On the other side, the Deputy Minister for Agriculture, Hon. Omary Mgumba said that the country has a food security but people's attitude towards food is a challenge, because many citizens are dominated by cultural attitudes where one tribe believes one diet is more nutritious than others. Parents also think of traditional foods such as legumes and other foods that are for poor people, while they believe that foods like Chips, Pizza, Goat Milk and Burger are the right foods for children while even natural foods contain more nutrients.
In making sure that the Government has taken this into account in particular the ASDP II strategic plan, nutrition has been taken into account and he said that the Government has introduced a nutritional supplement to foods such as spaghetti, biscuits etc. which is preferable to children in order to solve nutritional challenges in the country.
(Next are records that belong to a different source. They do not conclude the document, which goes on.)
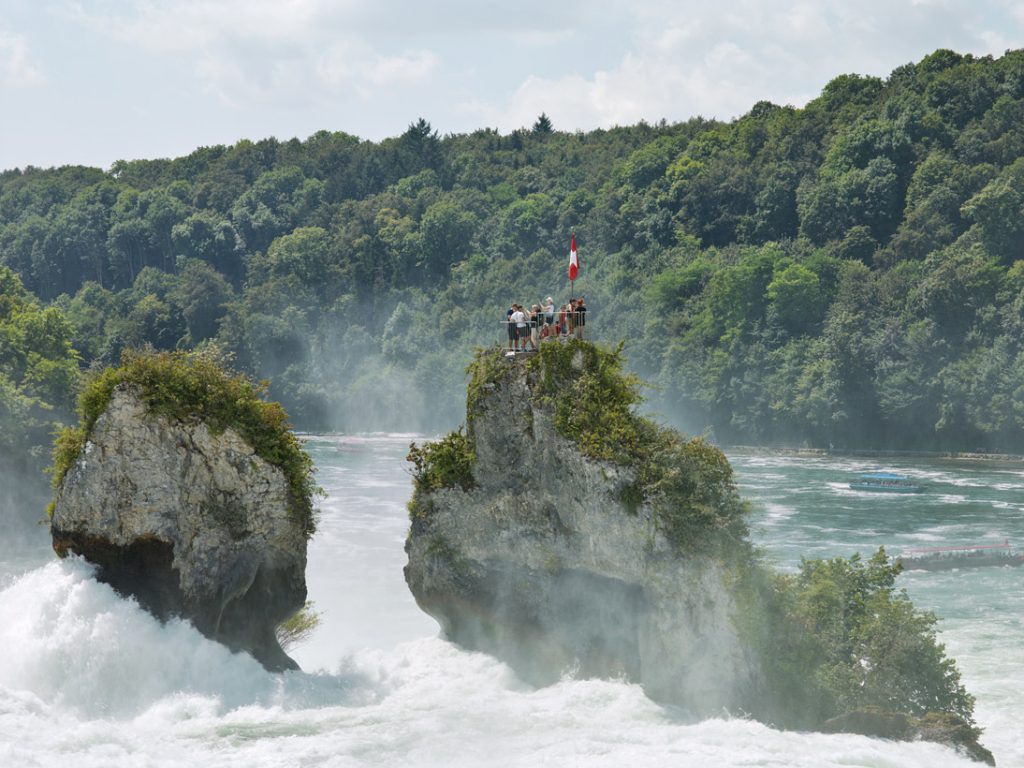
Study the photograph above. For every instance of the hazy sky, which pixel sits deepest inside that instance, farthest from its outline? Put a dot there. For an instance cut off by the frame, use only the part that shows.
(94, 81)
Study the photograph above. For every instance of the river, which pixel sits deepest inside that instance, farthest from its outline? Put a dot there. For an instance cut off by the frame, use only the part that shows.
(88, 679)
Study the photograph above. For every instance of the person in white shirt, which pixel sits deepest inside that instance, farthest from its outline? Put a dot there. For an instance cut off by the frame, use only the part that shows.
(521, 329)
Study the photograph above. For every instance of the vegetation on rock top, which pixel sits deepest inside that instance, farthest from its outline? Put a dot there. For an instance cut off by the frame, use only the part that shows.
(846, 272)
(834, 639)
(687, 482)
(838, 637)
(195, 386)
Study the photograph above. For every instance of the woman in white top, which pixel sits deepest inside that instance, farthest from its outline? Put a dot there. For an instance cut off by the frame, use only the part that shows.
(521, 329)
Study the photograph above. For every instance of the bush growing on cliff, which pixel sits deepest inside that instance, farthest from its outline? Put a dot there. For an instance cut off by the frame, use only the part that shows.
(446, 463)
(688, 483)
(838, 637)
(196, 386)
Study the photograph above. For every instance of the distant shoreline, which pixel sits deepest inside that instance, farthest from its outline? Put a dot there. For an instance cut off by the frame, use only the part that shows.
(955, 456)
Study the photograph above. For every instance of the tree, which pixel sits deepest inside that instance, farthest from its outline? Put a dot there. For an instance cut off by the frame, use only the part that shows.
(543, 125)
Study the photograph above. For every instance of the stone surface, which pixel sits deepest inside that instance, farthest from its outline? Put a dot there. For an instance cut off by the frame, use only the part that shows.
(543, 566)
(190, 523)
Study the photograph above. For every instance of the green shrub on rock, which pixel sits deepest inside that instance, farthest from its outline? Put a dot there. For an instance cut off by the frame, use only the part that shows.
(444, 464)
(196, 386)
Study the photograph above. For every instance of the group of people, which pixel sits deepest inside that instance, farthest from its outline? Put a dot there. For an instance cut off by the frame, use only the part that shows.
(528, 327)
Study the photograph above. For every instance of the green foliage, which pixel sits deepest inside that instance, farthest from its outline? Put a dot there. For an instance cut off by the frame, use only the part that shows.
(299, 628)
(688, 483)
(446, 463)
(327, 263)
(838, 637)
(197, 387)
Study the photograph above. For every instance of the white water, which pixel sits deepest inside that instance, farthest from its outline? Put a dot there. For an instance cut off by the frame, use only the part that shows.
(88, 679)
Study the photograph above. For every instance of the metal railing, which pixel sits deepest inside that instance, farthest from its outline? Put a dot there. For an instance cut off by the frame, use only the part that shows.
(543, 328)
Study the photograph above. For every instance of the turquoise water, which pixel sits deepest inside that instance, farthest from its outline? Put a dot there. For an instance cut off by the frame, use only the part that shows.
(88, 679)
(803, 508)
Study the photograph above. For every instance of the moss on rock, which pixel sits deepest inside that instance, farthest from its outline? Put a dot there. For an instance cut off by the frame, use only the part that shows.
(195, 386)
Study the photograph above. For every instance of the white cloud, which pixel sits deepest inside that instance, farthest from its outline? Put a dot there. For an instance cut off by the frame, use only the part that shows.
(717, 60)
(259, 51)
(15, 64)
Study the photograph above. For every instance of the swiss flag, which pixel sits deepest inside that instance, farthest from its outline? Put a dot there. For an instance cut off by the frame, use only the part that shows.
(573, 260)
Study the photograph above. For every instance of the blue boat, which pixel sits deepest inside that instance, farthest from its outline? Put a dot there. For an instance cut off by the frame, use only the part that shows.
(886, 482)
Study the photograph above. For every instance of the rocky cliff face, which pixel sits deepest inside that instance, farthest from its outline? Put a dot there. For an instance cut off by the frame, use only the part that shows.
(540, 561)
(189, 522)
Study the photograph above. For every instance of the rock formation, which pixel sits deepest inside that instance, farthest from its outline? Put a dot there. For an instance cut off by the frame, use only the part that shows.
(189, 521)
(541, 562)
(563, 534)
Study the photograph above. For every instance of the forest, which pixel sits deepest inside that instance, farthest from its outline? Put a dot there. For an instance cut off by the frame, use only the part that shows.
(849, 273)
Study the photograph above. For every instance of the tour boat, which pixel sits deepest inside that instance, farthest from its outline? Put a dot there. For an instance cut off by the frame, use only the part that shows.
(888, 482)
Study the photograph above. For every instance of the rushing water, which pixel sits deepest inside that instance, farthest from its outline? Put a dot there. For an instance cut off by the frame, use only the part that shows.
(88, 679)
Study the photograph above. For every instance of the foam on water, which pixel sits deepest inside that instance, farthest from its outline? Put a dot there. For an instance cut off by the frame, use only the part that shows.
(89, 680)
(94, 681)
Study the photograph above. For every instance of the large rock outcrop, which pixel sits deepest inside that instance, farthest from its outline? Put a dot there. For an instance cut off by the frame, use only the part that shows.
(564, 534)
(190, 522)
(541, 559)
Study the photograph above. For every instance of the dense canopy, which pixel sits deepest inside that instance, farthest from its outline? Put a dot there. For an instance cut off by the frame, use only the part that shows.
(848, 272)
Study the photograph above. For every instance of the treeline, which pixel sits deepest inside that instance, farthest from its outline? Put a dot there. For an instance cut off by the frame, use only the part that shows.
(849, 272)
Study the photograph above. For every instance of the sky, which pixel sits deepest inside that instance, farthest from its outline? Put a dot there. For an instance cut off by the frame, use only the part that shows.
(89, 82)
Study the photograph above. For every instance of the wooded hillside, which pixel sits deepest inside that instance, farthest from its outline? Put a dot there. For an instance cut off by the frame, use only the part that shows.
(848, 272)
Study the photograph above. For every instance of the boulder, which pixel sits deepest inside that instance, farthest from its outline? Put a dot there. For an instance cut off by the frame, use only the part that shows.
(188, 521)
(541, 559)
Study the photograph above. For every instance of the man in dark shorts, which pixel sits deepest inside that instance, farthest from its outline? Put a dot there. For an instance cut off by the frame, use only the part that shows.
(511, 326)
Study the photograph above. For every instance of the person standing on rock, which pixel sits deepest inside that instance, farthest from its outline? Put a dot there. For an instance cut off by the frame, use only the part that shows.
(511, 326)
(518, 320)
(581, 316)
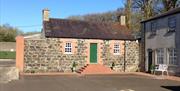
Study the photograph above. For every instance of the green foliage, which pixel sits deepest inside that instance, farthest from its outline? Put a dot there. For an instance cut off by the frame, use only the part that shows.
(74, 64)
(7, 55)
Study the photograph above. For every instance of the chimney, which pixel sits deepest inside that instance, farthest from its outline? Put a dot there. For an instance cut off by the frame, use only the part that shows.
(45, 15)
(122, 20)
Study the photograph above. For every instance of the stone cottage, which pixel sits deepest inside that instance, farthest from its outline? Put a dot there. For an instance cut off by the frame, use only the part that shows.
(94, 47)
(161, 40)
About the World Food Day and Panel Discussion!
The World Food Day is celebrated each year on 16 October to promote worldwide awareness and action for elimination of hunger, food insecurity and malnutrition. Events are organized in over 130 countries across the world, making it one of the most celebrated days of the UN calendar.
The 2019 theme for WFD is “Our actions are our future. Healthy diets for a #ZeroHunger world.”
ZERO HUNGER is the second of the 17 Sustainable Development Goals (SDGs) of the United Nations, supported by all UN organizations. However, Zero Hunger does not only mean the absence of hunger but also mean all forms of malnutrition through the promotion of healthy diets.
This year WFD will call for action to get back on track towards achieving Zero Hunger by 2030 with healthy diets in mind. It will show how, despite rising hunger figures, it is still possible to reach this global goal if we join forces across sectors and professions, nations and continents. This means adopting a Zero Hunger and healthy diets lifestyles through the choices and actions we make on a daily basis to build a better world together.
The panel discussion is part of a series of these activities aimed at bringing together all the partners and stakeholders to share ideas on how this goal can be achieved through our collective force.